There’s so much to do, and emotions are running high. One slip-up to a scammer can destroy it all. Here’s what to know about mortgage closing scams and how to avoid falling victim.
How the scams play out
In a mortgage closing scam, scammers send spoofed emails or letters to homebuyers that appear to represent a real estate agent, legal representative or another trusted individual. The homebuyer is directed to wire their closing funds to a specific address, which they may be inclined to do because the note arrives just days before the actual scheduled closing. Of course, if the homebuyer complies, they’ll be wiring money directly to the scammer, and not paying their closing costs.
In a variation of this scam, a homebuyer is contacted by an alleged mortgage lender with a new loan offer that undercuts the one they are in the process of completing. The loan will offer lower rates and an earlier closing date. The only catch is an upfront fee. The lender may also require the homebuyer to share sensitive information early on in the application process. Unfortunately, the “lender” is a scammer who will simply pocket the money and likely use the shared information to empty the victim’s accounts or commit identity theft.
Here’s how to avoid falling victim to a mortgage closing scam:
- Designate two trusted individuals in the mortgage closing process to serve as your professional contacts throughout this time. These individuals can be any member of your real estate agent or mortgage lending teams. Discuss all details of the closing process with these individuals, including the transfer of funds and the exact protocol for payments. Explain that you will only make changes to the agreed-upon protocol if you hear it directly from one of these individuals. Choose a specific phone number for each of you to use for contacting the other about the mortgage process.
- Before wiring any funds as part of the closing process, confirm instructions with your designated trusted individuals. Verify the account name and number for the transfer of funds in person or by using the phone number you’ve previously agreed to use.
- Never follow changes in instructions sent by email without confirming these changes with your trusted contacts.
- Avoid using phone numbers or clicking on links contained in emails from unknown sources or even unexpected emails from what seems like a legitimate source.
- Never agree to pay upfront fees for a loan.
- Be wary of unsolicited loan offers. Research every potential lender by looking for proper documentation and a positive BBB rating.
- Never email sensitive financial information. It’s best to share this documentation in person.

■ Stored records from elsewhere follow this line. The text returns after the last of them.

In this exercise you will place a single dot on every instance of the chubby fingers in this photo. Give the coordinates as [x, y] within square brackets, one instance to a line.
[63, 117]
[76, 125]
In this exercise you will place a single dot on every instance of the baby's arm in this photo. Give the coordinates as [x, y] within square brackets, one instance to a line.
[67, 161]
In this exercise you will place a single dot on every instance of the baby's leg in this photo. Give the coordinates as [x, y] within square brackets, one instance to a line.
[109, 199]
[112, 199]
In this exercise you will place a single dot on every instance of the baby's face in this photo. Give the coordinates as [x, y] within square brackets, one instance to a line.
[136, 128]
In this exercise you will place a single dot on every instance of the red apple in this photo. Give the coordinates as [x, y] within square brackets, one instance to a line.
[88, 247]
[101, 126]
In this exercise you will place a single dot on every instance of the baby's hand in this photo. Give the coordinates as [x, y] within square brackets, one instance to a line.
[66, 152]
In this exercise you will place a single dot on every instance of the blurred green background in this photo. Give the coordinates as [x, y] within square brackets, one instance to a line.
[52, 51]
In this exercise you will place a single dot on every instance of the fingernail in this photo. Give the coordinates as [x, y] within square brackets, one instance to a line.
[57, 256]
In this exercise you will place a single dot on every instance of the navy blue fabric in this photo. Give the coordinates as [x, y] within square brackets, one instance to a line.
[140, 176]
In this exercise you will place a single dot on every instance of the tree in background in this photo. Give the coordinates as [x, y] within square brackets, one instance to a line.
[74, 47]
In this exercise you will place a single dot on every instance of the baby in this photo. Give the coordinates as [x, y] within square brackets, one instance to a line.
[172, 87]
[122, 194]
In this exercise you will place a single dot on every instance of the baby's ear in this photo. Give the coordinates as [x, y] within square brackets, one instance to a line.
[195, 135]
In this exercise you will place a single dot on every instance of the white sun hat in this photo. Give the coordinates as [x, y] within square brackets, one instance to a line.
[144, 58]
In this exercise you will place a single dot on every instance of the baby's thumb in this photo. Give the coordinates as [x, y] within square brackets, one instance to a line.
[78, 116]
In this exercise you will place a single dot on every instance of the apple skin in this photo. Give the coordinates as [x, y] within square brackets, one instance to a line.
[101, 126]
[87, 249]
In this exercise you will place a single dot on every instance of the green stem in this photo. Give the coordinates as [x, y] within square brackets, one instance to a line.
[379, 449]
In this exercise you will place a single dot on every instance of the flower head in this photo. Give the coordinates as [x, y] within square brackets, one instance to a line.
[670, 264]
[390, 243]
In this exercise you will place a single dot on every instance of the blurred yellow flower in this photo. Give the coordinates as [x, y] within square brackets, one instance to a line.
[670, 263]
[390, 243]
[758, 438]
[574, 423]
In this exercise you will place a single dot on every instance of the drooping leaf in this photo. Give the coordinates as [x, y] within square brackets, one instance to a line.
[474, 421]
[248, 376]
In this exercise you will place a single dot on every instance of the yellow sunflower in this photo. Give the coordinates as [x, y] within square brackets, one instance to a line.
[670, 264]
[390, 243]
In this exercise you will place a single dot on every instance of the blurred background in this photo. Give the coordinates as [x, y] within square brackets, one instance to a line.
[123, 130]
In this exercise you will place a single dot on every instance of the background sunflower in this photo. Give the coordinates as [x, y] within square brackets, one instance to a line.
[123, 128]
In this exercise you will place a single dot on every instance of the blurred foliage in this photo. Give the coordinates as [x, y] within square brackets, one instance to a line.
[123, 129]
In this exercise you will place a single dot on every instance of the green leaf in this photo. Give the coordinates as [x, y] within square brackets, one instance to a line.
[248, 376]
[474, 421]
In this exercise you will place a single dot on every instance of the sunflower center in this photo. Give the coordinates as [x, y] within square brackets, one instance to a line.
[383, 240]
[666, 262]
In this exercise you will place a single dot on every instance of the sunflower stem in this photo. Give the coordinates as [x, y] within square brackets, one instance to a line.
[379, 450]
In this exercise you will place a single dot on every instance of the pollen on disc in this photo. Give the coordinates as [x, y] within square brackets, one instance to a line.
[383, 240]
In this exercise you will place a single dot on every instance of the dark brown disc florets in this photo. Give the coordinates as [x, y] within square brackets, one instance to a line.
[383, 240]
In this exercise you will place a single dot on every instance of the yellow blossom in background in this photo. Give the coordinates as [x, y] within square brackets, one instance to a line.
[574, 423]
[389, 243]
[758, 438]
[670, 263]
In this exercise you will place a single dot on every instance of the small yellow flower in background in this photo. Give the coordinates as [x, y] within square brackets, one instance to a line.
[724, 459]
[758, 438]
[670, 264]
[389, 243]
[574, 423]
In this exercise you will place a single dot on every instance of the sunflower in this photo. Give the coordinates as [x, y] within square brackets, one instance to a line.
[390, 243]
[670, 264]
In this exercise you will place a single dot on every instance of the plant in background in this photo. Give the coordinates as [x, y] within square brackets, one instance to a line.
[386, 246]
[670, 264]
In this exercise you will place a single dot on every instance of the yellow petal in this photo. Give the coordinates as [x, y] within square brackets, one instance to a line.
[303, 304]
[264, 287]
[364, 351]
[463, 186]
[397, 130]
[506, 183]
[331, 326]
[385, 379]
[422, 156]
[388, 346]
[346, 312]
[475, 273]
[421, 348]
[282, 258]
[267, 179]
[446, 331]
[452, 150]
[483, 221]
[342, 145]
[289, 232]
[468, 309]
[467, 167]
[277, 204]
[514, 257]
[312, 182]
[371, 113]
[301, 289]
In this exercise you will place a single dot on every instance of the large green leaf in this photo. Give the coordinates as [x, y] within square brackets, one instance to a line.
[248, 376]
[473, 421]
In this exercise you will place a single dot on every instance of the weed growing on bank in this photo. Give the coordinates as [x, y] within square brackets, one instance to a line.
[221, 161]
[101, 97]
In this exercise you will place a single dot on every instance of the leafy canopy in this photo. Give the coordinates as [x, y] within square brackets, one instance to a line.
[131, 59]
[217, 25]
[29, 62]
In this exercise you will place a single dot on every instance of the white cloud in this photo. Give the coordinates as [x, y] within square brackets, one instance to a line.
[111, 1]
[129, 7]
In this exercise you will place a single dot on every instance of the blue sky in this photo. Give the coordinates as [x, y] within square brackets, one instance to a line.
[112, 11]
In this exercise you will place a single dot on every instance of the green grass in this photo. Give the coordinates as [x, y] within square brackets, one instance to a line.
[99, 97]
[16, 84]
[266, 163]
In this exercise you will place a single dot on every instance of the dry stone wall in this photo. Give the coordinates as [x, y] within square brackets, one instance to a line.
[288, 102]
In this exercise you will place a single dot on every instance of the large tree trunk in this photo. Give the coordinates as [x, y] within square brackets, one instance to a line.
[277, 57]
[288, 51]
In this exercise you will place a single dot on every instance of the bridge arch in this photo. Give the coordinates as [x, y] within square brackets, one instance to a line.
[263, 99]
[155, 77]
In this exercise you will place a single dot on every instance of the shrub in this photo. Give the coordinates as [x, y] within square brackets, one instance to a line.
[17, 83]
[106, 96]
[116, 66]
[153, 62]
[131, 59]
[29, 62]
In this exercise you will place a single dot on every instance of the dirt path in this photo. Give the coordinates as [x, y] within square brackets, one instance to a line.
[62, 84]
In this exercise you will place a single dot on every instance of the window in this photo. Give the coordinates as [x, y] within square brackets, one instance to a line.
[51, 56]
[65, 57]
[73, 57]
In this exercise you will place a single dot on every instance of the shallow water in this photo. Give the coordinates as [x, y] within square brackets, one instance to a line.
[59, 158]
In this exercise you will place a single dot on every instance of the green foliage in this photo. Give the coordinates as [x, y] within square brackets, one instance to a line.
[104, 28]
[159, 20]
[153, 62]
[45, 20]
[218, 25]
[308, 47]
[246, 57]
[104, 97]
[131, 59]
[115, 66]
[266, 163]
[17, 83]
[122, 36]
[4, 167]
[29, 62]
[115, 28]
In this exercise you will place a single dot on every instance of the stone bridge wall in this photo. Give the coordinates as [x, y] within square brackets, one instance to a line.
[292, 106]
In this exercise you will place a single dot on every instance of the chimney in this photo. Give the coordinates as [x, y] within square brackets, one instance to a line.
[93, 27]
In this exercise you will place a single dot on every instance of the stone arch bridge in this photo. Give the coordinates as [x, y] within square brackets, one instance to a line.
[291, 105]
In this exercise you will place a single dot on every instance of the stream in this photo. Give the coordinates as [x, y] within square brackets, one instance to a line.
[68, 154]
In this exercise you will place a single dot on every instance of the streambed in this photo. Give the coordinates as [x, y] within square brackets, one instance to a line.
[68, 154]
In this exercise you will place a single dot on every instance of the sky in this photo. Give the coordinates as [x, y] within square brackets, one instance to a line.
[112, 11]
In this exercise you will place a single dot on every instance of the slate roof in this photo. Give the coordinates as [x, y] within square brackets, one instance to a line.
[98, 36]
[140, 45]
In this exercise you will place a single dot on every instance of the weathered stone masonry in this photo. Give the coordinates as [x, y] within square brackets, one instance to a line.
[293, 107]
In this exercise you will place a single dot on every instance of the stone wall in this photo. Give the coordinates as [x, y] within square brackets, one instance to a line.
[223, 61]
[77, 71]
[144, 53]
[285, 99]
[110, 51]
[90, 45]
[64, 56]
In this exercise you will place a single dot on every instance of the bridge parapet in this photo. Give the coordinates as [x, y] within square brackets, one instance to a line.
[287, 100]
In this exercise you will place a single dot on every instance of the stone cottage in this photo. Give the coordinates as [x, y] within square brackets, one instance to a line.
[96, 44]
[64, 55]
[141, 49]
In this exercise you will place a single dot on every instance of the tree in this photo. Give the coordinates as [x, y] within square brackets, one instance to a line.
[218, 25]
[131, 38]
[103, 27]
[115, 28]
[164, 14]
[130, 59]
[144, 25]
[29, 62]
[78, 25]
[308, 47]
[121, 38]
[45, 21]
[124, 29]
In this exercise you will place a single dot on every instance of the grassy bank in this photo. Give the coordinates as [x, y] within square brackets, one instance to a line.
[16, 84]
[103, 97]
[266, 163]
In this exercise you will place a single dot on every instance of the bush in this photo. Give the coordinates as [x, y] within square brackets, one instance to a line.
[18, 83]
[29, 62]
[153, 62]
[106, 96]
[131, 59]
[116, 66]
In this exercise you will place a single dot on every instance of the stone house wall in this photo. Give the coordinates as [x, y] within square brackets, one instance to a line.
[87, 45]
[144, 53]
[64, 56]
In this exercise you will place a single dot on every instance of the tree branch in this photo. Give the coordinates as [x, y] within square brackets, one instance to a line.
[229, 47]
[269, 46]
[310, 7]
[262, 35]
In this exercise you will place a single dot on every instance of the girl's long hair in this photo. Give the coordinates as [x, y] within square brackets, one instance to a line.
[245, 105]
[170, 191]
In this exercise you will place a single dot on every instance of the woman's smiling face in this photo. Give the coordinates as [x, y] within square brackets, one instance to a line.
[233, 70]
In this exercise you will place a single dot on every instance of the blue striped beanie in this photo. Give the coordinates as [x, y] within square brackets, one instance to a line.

- Never share personal information over the phone if the contact is unverified.
Look out for these red flags that can indicate a mortgage closing scam:
- A sudden, unexplained change in the protocol for the transfer of funds during the closing process.
- Aggressive advertising for a loan promising very low rates and almost guaranteed eligibility.
- A lender demanding up-front fees before the loan application process can ensue.
- A lender asks you to share sensitive information early on in the application process and through unsafe mediums.
If you’re targeted
If you believe you’ve been targeted for a mortgage closing scam, immediately contact your credit union or the wire-transfer company you used to move the funds. Explain the situation and ask for a wire recall. Reporting the error as quickly as possible makes it more likely for you to reclaim the funds.
Finally, if you’ve been targeted but you haven’t yet shared any funds or information with the scammers, disengage. Block all calls and emails from the scammers and be wary of any communications appearing to be from your authentic mortgage lender.
Closing on a home is the end of a long and exciting process, but scammers want to ruin it for you. Follow the tips outlined here to avoid falling victim to mortgage closing scams. Stay alert, and stay safe!